[Gluster-devel] readdir() scalability (was Re: [RFC ] dictionary optimizations)

Xavier Hernandez xhernandez at datalab.es
Mon Sep 9 08:48:21 UTC 2013

Al 06/09/13 20:43, En/na Anand Avati ha escrit:
> On Fri, Sep 6, 2013 at 1:46 AM, Xavier Hernandez 
> <xhernandez at datalab.es <mailto:xhernandez at datalab.es>> wrote:
>     Al 04/09/13 18:10, En/na Anand Avati ha escrit:
>>     On Wed, Sep 4, 2013 at 6:37 AM, Xavier Hernandez
>>     <xhernandez at datalab.es <mailto:xhernandez at datalab.es>> wrote:
>>         Al 04/09/13 14:05, En/na Jeff Darcy ha escrit:
>>             On 09/04/2013 04:27 AM, Xavier Hernandez wrote:
>>                 I would also like to note that each node can store
>>                 multiple elements.
>>                 Current implementation creates a node for each byte
>>                 in the key. In my
>>                 implementation I only create a node if there is a
>>                 prefix coincidence between
>>                 2 or more keys. This reduces the number of nodes and
>>                 the number of
>>                 indirections.
>>             Whatever we do, we should try to make sure that the
>>             changes are profiled
>>             against real usage.  When I was making my own dict
>>             optimizations back in March
>>             of last year, I started by looking at how they're
>>             actually used. At that time,
>>             a significant majority of dictionaries contained just one
>>             item. That's why I
>>             only implemented a simple mechanism to pre-allocate the
>>             first data_pair instead
>>             of doing something more ambitious.  Even then, the
>>             difference in actual
>>             performance or CPU usage was barely measurable.  Dict
>>             usage has certainly
>>             changed since then, but I think you'd still be hard
>>             pressed to find a case
>>             where a single dict contains more than a handful of
>>             entries, and approaches
>>             that are optimized for dozens to hundreds might well
>>             perform worse than simple
>>             ones (e.g. because of cache aliasing or branch
>>             misprediction).
>>             If you're looking for other optimization opportunities
>>             that might provide even
>>             bigger "bang for the buck" then I suggest that
>>             stack-frame or frame->local
>>             allocations are a good place to start.  Or string copying
>>             in places like
>>             loc_copy.  Or the entire fd_ctx/inode_ctx subsystem.  Let
>>             me know and I'll come
>>             up with a few more.  To put a bit of a positive spin on
>>             things, the GlusterFS
>>             code offers many opportunities for improvement in terms
>>             of CPU and memory
>>             efficiency (though it's surprisingly still way better
>>             than Ceph in that regard).
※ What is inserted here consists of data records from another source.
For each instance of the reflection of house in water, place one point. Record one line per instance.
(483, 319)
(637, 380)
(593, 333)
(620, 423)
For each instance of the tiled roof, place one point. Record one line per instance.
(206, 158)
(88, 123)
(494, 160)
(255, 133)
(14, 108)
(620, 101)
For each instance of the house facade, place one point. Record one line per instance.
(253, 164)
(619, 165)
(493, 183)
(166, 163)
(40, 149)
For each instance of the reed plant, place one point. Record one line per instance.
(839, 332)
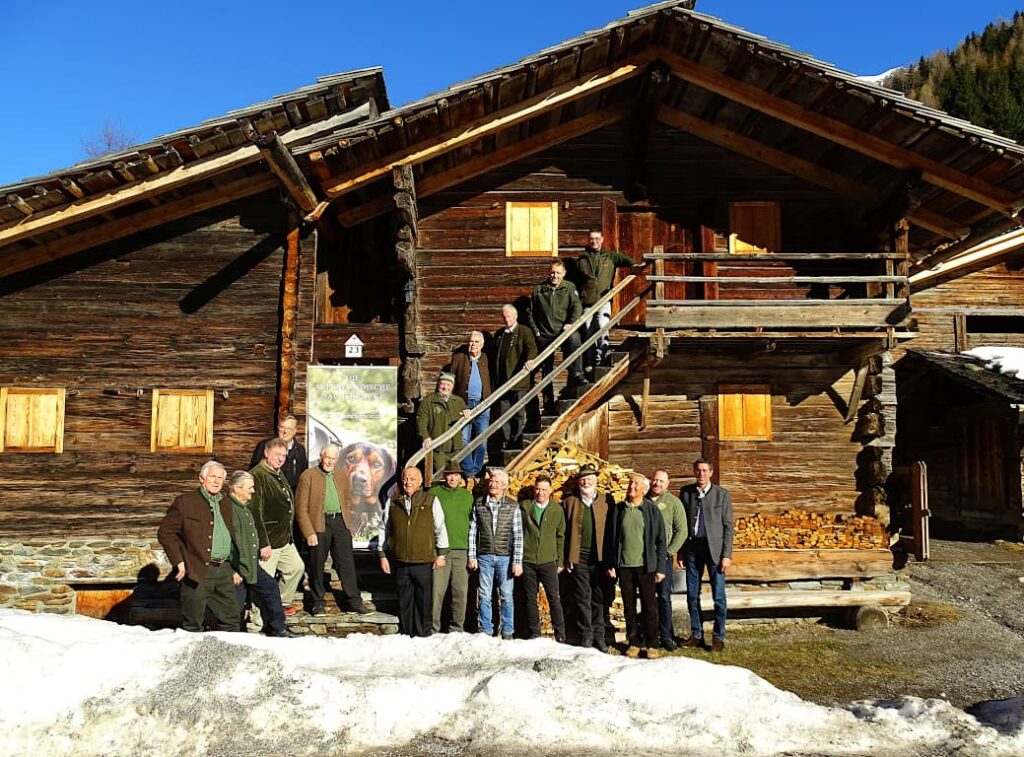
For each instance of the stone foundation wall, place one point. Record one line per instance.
(40, 575)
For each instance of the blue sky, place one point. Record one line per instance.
(155, 68)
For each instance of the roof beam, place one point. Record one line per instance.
(799, 167)
(843, 133)
(285, 168)
(555, 97)
(195, 203)
(484, 163)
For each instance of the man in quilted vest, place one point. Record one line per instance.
(413, 537)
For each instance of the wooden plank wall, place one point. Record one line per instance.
(808, 464)
(998, 290)
(465, 277)
(194, 304)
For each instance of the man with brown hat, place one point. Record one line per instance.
(436, 414)
(457, 502)
(324, 511)
(586, 555)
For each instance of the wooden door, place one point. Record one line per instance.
(636, 233)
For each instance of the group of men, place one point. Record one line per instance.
(432, 540)
(554, 307)
(241, 550)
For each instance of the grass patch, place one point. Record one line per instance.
(928, 615)
(819, 666)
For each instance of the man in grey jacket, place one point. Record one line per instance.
(709, 514)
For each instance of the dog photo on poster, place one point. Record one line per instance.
(355, 408)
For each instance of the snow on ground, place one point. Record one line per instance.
(1008, 361)
(80, 686)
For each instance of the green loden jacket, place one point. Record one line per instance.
(596, 271)
(273, 506)
(544, 542)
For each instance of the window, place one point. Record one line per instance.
(744, 413)
(32, 420)
(755, 226)
(182, 420)
(530, 229)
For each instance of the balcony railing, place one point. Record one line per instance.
(783, 291)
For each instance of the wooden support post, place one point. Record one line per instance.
(285, 168)
(289, 312)
(960, 332)
(709, 432)
(858, 389)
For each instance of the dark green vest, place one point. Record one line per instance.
(411, 538)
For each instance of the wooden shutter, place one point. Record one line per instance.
(744, 413)
(755, 226)
(530, 229)
(182, 420)
(32, 420)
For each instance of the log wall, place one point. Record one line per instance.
(194, 304)
(464, 276)
(997, 291)
(810, 461)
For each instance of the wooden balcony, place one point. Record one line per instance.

>>         Yes. The optimizations on dictionary structures are not a big
>>         improvement in the overall performance of GlusterFS. I tried
>>         it on a real situation and the benefit was only marginal.
>>         However I didn't test new features like an atomic lookup and
>>         remove if found (because I would have had to review all the
>>         code). I think this kind of functionalities could improve a
>>         bit more the results I obtained.
>>         However this is not the only reason to do these changes.
>>         While I've been writing code I've found that it's tedious to
>>         do some things just because there isn't such functions in
>>         dict_t. Some actions require multiple calls, having to check
>>         multiple errors and adding complexity and limiting
>>         readability of the code. Many of these situations could be
>>         solved using functions similar to what I proposed.
>>         On the other side, if dict_t must be truly considered a
>>         concurrent structure, there are a lot of race conditions that
>>         might appear when doing some operations. It would require a
>>         great effort to take care of all these possibilities
>>         everywhere. It would be better to pack most of these
>>         situations into functions inside the dict_t itself where it
>>         is easier to combine some operations.
>>         By the way, I've made some tests with multiple bricks and it
>>         seems that there is a clear speed loss on directory listings
>>         as the number of bricks increases. Since bricks should be
>>         independent and they can work in parallel, I didn't expected
>>         such a big performance degradation.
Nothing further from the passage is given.